TIEMPO ORDINARIO
VIERNES DE LA SEMANA XXVI
05 de Octubre
«Quien a vosotros rechaza a mí me rechaza» (Lc 10,10)
«Si en Tiro y en Sidón hubieran sido hechos los milagros que en vosotros se han hecho, tiempo ha que hubieran hecho penitencia.» Lc 10, 13
La gran fuente de incredulidad son el orgullo y la vanidad. Es propio del orgullo arrastrar a las almas a toda clase de males, pero sobre todo a aquellos que nos hacen aferrarnos de tal modo al propio juicio, que nos obstinamos en no someterlo a nadie, por autoridad que pueda tener sobre nosotros.
Esta vanidad de estimar tanto el propio juicio, lleva a la incredulidad y a desestimar el juicio de los demás y nos hace razonar así: ¿Por qué he de sujetarme a creer que lo que me dicen es cierto? ¿Es que yo no entiendo y no sé como los demás?
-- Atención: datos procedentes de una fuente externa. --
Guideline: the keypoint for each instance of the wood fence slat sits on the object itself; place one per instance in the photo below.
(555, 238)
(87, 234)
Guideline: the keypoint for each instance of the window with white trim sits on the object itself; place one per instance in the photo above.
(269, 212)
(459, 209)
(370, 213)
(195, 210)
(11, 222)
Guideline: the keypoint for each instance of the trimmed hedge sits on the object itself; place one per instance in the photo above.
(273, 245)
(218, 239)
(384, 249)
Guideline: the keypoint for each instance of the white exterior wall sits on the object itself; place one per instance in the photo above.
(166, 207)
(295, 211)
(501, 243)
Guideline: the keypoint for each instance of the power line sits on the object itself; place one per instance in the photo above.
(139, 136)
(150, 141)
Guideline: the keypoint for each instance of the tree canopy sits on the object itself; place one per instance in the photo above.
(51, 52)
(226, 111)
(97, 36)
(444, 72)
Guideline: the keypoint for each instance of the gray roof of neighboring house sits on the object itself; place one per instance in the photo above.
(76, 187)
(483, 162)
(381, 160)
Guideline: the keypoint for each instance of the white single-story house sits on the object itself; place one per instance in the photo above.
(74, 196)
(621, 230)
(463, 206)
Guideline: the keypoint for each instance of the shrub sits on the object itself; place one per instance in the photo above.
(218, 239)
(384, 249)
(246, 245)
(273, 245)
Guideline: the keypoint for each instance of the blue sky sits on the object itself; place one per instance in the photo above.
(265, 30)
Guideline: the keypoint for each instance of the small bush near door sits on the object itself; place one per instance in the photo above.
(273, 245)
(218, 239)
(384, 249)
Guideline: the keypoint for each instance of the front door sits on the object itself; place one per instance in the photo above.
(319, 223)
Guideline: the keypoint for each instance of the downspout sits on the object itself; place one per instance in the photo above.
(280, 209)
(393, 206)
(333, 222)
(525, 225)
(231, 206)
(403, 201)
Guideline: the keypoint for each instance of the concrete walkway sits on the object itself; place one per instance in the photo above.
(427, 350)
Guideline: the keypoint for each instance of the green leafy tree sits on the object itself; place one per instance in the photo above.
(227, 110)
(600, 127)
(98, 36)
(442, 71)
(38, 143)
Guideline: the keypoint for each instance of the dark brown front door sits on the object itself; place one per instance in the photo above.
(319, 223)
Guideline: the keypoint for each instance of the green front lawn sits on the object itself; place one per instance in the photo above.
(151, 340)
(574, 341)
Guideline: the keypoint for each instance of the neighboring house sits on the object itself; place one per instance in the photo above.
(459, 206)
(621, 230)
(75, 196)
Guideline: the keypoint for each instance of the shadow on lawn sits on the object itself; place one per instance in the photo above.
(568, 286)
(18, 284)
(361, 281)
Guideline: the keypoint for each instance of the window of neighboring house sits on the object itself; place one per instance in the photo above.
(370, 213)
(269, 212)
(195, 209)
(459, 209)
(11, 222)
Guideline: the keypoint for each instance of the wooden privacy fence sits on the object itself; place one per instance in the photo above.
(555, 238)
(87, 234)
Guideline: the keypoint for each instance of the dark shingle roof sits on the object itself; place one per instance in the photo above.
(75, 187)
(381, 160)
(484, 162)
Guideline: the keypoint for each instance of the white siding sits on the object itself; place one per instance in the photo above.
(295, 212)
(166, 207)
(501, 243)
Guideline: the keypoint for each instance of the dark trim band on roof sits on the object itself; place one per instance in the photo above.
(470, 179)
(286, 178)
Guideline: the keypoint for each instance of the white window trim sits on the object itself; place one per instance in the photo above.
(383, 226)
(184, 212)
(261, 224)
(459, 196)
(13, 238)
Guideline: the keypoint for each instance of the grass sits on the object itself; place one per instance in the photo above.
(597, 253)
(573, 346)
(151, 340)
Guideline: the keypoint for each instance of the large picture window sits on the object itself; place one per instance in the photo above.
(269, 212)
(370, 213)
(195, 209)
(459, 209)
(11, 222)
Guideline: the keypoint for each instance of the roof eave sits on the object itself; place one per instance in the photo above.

¡Dios mío, en qué peligro están las almas que se dejan llevar así por su propio juicio estimándolo tan alto! Porque la pasión nos lleva hasta la obstinación.
Es cierto que nuestra fe no es palpable y que no depende de los sentidos. Es un don de Dios que Él infunde en el alma humilde, porque la fe no habita en quien está lleno de orgullo. Hay que tener humildad para recibir ese rayo de luz divina, que es don puramente gratuito.
Escuchad cómo hablaba el Salvador a los fariseos: «¿Cómo vais a poder creer vosotros que estáis hinchados de vanagloria y de propia estima?.» Es un gran mal el dejarse arrastrar de esa forma, porque los teólogos enseñan que cuando cedemos a las pasiones, ellas nos conducen hasta el pecado. Tener las pasiones agitadas no es pecado, pero es cosa muy diferente seguir los sentimientos de ellas. Por ejemplo, despecharse y obstinarse después: eso sí que es pecado.
Y es así; ¿por qué?, para que así veamos la infinita misericordia de Dios, comparándola con la miseria del pecador. En efecto, dice la Escritura: «Que Dios hace su trono de nuestra miseria.» (Salmos 92 y 137).